The instrumentation pattern: an agent you cannot see is an agent you cannot operate, The Lab

Most agents are instrumented for the failures that announce themselves and blind to the ones that do not. Here is the pattern: the three streams every production agent must emit, the question each one answers, and the failures you stay blind to when one is missing.

> ../patterns/instrumentation.md

§ 01 · The blind spot

Most agents are instrumented the way a web service is: log the errors, watch latency, alert on a crash. That catches the failures that announce themselves. The failures that hurt most in production do the opposite. They are confident, well formed, and wrong. The agent that silently misrouted tickets after a model swap threw no error and kept its latency flat the entire time it was getting worse. The agent that double charged customers logged a clean retry. The agent that followed a hidden instruction made one more ordinary looking API call. None of these tripped a guard built for crashes, because none of them was a crash.

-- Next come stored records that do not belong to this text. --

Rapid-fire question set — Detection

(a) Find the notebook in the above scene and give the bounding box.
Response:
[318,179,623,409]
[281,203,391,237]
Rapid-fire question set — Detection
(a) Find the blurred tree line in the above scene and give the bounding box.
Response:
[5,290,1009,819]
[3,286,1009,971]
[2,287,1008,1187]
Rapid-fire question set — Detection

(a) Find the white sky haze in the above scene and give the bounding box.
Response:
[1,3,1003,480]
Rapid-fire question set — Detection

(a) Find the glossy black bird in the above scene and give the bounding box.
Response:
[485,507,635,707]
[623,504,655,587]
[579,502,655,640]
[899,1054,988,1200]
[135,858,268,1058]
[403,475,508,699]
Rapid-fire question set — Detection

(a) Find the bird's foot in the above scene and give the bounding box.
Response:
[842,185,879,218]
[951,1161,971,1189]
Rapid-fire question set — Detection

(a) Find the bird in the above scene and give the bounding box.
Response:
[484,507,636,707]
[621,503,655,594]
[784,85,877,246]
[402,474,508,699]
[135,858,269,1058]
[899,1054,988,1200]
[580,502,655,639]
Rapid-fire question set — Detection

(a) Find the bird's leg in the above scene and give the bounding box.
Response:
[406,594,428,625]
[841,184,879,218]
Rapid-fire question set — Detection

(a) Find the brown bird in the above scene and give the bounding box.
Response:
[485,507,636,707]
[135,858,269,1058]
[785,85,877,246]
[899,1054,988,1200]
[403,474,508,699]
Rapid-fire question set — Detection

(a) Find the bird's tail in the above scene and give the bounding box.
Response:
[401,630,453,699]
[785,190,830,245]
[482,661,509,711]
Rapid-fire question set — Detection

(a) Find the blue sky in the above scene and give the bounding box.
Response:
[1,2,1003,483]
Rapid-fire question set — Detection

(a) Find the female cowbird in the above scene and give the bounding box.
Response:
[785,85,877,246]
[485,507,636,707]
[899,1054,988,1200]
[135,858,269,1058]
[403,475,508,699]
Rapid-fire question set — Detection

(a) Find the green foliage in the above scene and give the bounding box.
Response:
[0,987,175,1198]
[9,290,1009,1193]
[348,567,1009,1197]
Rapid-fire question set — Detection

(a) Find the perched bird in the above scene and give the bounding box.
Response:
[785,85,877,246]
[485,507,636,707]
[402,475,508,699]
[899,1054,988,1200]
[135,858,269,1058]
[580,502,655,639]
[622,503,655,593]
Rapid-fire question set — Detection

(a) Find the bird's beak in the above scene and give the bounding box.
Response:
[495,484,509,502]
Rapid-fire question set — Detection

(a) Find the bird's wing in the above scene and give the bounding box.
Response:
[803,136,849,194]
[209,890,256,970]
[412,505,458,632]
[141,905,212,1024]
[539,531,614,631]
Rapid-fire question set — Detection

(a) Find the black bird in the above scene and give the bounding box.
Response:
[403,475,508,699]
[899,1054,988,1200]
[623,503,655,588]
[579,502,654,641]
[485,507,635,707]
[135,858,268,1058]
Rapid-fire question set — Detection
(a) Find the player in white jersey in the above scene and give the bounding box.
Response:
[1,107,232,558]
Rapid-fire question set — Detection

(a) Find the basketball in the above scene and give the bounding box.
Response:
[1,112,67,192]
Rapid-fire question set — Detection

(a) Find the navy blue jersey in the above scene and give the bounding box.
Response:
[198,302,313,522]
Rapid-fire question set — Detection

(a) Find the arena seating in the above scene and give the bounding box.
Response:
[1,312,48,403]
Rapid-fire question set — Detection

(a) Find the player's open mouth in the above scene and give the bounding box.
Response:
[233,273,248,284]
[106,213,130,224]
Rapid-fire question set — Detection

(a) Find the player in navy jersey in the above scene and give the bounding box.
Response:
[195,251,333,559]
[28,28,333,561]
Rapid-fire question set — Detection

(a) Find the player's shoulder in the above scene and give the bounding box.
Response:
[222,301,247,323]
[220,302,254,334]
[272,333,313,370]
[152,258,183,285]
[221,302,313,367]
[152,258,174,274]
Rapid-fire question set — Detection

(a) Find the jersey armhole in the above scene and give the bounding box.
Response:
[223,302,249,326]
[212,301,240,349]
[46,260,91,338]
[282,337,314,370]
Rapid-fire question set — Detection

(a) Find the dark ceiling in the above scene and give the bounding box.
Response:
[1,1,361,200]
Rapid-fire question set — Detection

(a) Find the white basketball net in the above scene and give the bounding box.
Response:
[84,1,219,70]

This week a cloud platform shipped agent observability as a primitive and, with it, a score for how instrumented your agent is. The market has decided that observability is a measurable property of an agent. The instrumentation pattern is how you earn that score: decide, up front, what an agent must emit so that you can debug it, operate it, and account for it.

§ 02 · Three streams, three questions

A production agent emits three distinct streams. They are not the same data at different verbosity. They answer three different questions, for three different people, at three different times.

◆ Decision traces answer "why did it do that," for the engineer, during a debug.

◆ Behavioral metrics answer "is it still doing the right thing," for the operator, continuously.

◆ The action log answers "what did it actually do, and on whose authority," for the auditor, after the fact.

Miss any one and you go blind to a whole class of failure. Most teams ship the first as raw logs, approximate the second with latency and cost, and never build the third. The pattern is to build all three deliberately.

── Stream one: decision traces ──

§ 03 · Stream one: decision traces

A decision trace is the record of a single agent run as a causal chain: the input it received, the context it assembled, each tool it called with the arguments it passed and the result it got back, the intermediate reasoning that led from one step to the next, and the action it finally took. The unit is the run, and the trace is hierarchical, because in any multi step or multi agent system one run spawns others and you need to follow the call down and back.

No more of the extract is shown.